- © 2002 Canadian Institute of Mining, Metallurgy and Petroleum
More than 2800 published fluid inclusion data (primary inclusions) from eighteen typical Mississippi Valley-type (MVT) Zn-Pb deposits and districts were examined to study possible relationships between MVT fluid properties and metal tonnages and ore grades. The mean Th and salinity values for fifteen MVT deposits and districts are 122°C ± 21°C and 20.7 ± 2.6 wt% CaCl2 equivalent, respectively. In general, temperatures increase from pre-ore to ore stages, and salinities decrease from ore to post-ore stages. From post-ore to late calcite stages, salinity and temperature decrease with various trends within specific districts.

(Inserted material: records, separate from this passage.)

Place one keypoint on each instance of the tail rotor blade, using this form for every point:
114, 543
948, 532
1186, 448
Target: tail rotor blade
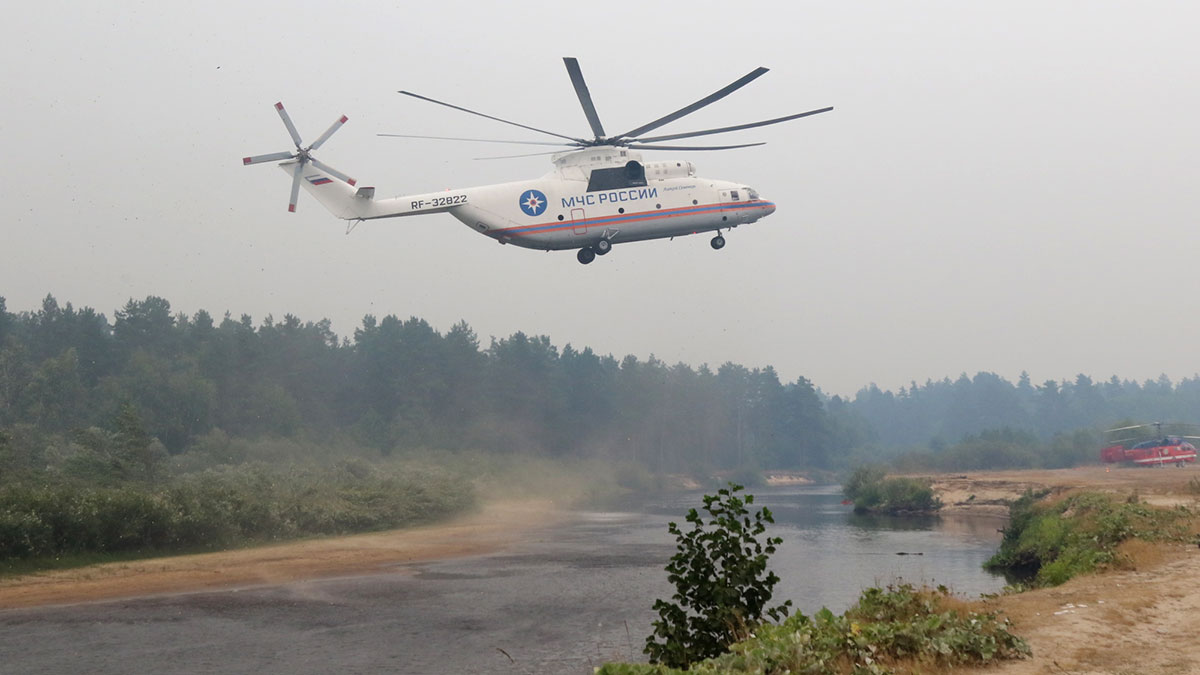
329, 132
295, 187
331, 171
271, 157
287, 123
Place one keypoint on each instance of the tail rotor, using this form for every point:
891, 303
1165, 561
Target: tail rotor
301, 156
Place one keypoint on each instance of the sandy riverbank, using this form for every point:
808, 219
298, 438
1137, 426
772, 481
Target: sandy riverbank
489, 530
1138, 621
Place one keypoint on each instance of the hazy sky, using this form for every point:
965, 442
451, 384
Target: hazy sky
1002, 186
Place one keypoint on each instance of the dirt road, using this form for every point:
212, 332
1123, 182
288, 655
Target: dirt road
1139, 621
475, 533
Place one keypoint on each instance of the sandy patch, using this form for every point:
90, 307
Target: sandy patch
1129, 622
495, 526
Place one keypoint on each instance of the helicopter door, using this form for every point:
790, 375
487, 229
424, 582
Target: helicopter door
732, 197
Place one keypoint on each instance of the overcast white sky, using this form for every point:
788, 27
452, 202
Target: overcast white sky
1002, 186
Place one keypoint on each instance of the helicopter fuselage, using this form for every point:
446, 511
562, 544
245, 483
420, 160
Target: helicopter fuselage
591, 196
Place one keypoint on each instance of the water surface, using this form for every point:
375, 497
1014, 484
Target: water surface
564, 599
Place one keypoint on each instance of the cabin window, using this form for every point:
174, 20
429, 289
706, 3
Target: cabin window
633, 174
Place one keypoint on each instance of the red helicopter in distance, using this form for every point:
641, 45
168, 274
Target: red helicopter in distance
1137, 446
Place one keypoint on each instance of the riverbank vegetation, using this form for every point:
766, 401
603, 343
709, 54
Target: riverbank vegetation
1049, 541
874, 491
723, 584
894, 629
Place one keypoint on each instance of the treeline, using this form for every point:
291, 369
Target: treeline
394, 386
939, 413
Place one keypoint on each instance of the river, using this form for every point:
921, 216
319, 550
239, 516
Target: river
563, 599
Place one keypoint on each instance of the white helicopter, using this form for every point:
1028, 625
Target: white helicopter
599, 193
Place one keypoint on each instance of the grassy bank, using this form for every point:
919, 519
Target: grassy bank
873, 491
43, 524
899, 628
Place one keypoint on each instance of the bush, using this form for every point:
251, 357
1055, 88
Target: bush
888, 628
222, 507
873, 493
721, 581
1049, 543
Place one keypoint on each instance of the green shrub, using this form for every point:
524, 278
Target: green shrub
1051, 543
888, 627
721, 581
874, 493
222, 507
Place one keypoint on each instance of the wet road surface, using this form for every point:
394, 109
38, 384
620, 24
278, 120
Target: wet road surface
565, 599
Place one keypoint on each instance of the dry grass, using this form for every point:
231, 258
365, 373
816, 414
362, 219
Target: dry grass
1140, 554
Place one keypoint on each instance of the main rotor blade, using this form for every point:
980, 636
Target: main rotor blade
331, 171
271, 157
707, 100
515, 156
295, 186
480, 139
640, 147
329, 132
287, 123
581, 90
736, 127
490, 117
1128, 428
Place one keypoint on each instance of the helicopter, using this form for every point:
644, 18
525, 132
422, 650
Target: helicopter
1131, 444
600, 191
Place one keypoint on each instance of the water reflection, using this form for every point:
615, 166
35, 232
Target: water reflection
829, 554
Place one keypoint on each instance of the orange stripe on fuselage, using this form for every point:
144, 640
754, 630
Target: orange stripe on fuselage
606, 220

Several conclusions are drawn: first, results show that Hanor’s (1996) salinity threshold for metal-rich basinal fluids applies to typical MVT ore fluids (~16 wt% CaCl2 equivalent). Second, the lower limit of mean Th values of measured MVT deposits and districts (n = 15) of ~75°C is similar to Hanor’s (1996) observed temperature threshold for metal-rich basinal brines of ~60°C (n = 224). Third, there is no statistically significant relationship between fluid inclusion homogenization temperatures (Th) and metal tonnages or ore grades. Fourth, there seems to be a tendency for large tonnage districts/deposits to be associated with mean fluid salinities that are relatively low (~16 to 21 wt% CaCl2 equivalent) within the overall range of salinity means (~16 to 26 wt% CaCl2 equivalent). There is also a correlation between higher ore grades and higher salinities. Finally, comparison with other sedimentary rock-hosted Zn-Pb deposit types shows a trend of salinity decrease and temperature increase from MVT, sandstone-hosted and diapir-related Pb-Zn deposits, to vein-type and Irish-type Pb-Zn deposits, and then to sedex deposits. However, more data are needed for sedex deposits. The salinity threshold for significant Zn-Pb transport decreases to ≥~10 wt% CaCl2 equivalent at ~250°C. This study suggests that fluid inclusion analysis during exploration may be useful in assessing ore-forming potential (threshold salinity) and possible ore grades (salinity).